Selected Hits: “Try a Little Tenderness” by Otis Redding • “Soul Man” by Sam and Dave • “Midnight Hour” by Wilson Pickett • “Knock on Wood” by Eddie Floyd • “Dock of the Bay” by Otis Redding • “Son of a Preacher Man” by Dusty Springfield • “Suspicious Minds” by Elvis Presley • “Let’s Stay Together” by Al Green • “Shaft” by Isaac Hayes • “I’ll Take You There” by the Staples Singers • “Born Under a Bad Sign” by Albert King • “Cry Like a Baby” by the Box Tops • “Mercury Falling” by Sting • “Storm Front” by Billy Joel
The Funk Brothers
They worked in a basement called the “Snake Pit” and churned out legendary Motown hits hour after hour from 1958 to 1973. The band included Benny Benjamin (drums), James Jamerson (bass), Joe Messina, Larry Veeder (guitar), Earl Van Dyke, Joe Hunter (piano), Hank Crosby (saxophone), Paul Riser (trombone), and Herbie Williams (trumpet). They claim to have played on more hit records than the Beatles, Elvis, and Frank Sinatra combined. Recording sessions began at 10 a.m. and were over at 1 p.m. The musicians were on call seven days a week. Originally, each band member was paid $10 per song. It usually took about an hour to record each song, but sometimes less.

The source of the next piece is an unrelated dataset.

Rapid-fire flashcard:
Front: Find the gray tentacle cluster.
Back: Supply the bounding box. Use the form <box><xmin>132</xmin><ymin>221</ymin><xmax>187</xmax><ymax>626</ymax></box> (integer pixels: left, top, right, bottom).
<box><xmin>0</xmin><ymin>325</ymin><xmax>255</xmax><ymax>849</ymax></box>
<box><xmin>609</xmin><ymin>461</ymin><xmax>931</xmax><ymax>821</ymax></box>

Selected Hits: “Dancing in the Street” by Martha and the Vandellas • “Stop! In the Name of Love” by the Supremes • “My Girl” by the Temptations • “I Can’t Help Myself” by the Four Tops • “Ain’t That Peculiar” by Marvin Gaye • “Reach Out, I’ll Be There” by the Four Tops • “Do You Love Me” by the Contours • “Tears of a Clown” by Smokey Robinson and the Miracles • “My Guy” by Mary Wells • “Please Mr. Postman” by the Marvelettes • “Cloud Nine” by the Temptations • “I Want You Back” by the Jackson Five • “Going to a Go-Go” by the Miracles • “What’s Going On” by Marvin Gaye
Random Session Notes:
• Drummer Hal Blaine of the Wrecking Crew played a set of tire chains in Simon and Garfunkel’s “Bridge Over Troubled Water.”
• Billy Joel played piano on the Shangri-Las’ teenage angst classic “Leader of the Pack.” He was 16.